Can anyone help give a conceptual explanation to how predictions are made for new data when using smooths /splines for a predictive model? For example, given a model created using gamboost
in the mboost
package in R, with p-splines, how are predictions for new data made? What is used from the training data?
Say that there is a new value of the independent variable x and we want to predict y.
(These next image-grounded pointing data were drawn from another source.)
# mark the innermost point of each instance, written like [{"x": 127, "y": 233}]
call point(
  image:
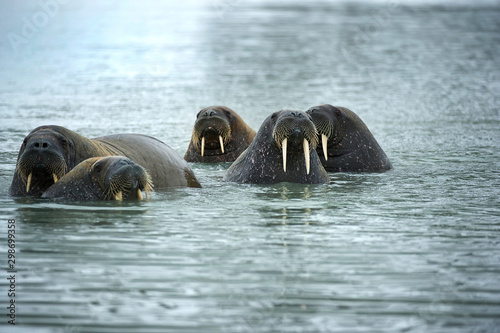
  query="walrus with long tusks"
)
[
  {"x": 347, "y": 145},
  {"x": 219, "y": 135},
  {"x": 103, "y": 178},
  {"x": 49, "y": 152},
  {"x": 284, "y": 150}
]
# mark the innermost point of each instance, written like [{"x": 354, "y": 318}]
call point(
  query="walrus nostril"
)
[{"x": 40, "y": 145}]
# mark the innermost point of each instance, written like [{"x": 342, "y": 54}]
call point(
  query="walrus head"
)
[
  {"x": 295, "y": 129},
  {"x": 103, "y": 178},
  {"x": 43, "y": 159},
  {"x": 212, "y": 130},
  {"x": 284, "y": 150},
  {"x": 330, "y": 123}
]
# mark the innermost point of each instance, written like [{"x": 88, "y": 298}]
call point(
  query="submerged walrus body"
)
[
  {"x": 284, "y": 150},
  {"x": 49, "y": 152},
  {"x": 102, "y": 178}
]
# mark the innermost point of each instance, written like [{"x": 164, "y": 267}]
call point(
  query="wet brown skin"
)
[
  {"x": 102, "y": 178},
  {"x": 213, "y": 125},
  {"x": 350, "y": 145},
  {"x": 282, "y": 150},
  {"x": 49, "y": 152}
]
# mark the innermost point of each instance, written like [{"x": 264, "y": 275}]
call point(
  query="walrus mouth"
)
[
  {"x": 325, "y": 129},
  {"x": 297, "y": 131},
  {"x": 128, "y": 182},
  {"x": 35, "y": 168},
  {"x": 211, "y": 133}
]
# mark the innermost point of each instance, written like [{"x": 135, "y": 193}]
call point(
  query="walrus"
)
[
  {"x": 284, "y": 150},
  {"x": 219, "y": 135},
  {"x": 49, "y": 152},
  {"x": 102, "y": 178},
  {"x": 347, "y": 145}
]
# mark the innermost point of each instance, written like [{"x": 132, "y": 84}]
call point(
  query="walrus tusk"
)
[
  {"x": 119, "y": 196},
  {"x": 306, "y": 155},
  {"x": 221, "y": 144},
  {"x": 283, "y": 147},
  {"x": 324, "y": 141},
  {"x": 29, "y": 182}
]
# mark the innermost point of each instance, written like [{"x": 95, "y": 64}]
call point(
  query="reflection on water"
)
[{"x": 414, "y": 249}]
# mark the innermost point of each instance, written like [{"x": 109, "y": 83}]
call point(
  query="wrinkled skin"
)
[
  {"x": 49, "y": 152},
  {"x": 271, "y": 159},
  {"x": 350, "y": 146},
  {"x": 102, "y": 178},
  {"x": 219, "y": 135}
]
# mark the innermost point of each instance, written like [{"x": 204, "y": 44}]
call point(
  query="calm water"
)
[{"x": 416, "y": 249}]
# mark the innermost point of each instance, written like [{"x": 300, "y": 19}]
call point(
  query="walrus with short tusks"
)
[
  {"x": 103, "y": 178},
  {"x": 284, "y": 150},
  {"x": 49, "y": 152},
  {"x": 219, "y": 135},
  {"x": 347, "y": 145}
]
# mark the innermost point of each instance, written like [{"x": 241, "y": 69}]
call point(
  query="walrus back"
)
[{"x": 165, "y": 166}]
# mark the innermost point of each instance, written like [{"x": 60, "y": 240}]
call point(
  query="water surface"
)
[{"x": 411, "y": 250}]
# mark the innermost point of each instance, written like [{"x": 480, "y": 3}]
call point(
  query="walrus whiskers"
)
[
  {"x": 283, "y": 148},
  {"x": 29, "y": 182},
  {"x": 305, "y": 143},
  {"x": 221, "y": 144},
  {"x": 324, "y": 142}
]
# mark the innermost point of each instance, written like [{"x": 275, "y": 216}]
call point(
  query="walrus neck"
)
[{"x": 86, "y": 148}]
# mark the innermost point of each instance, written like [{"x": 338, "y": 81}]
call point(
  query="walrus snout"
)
[
  {"x": 41, "y": 162},
  {"x": 323, "y": 120},
  {"x": 124, "y": 179},
  {"x": 295, "y": 128},
  {"x": 211, "y": 130}
]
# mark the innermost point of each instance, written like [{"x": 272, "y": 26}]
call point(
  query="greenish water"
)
[{"x": 416, "y": 249}]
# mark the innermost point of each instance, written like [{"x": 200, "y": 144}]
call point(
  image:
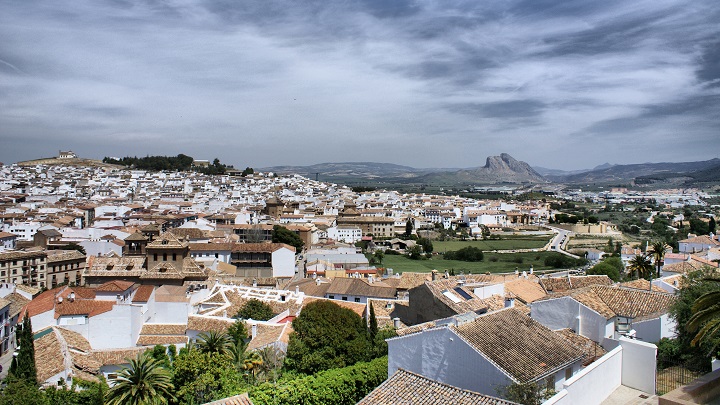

Is a formula for spline creation applied to this new data value using the knots or df used when training the model and then the coefficients from the trained model are applied to output the prediction?
Here is an example with R, what is predict doing conceptually to output 899.4139 for the new data mean_radius = 15.99?
#take the data wpbc as example
library(mboost)
data(wpbc)
modNew<-gamboost(mean_area~mean_radius, data = wpbc, baselearner = "bbs", dfbase = 4, family=Gaussian(),control = boost_control(mstop = 5))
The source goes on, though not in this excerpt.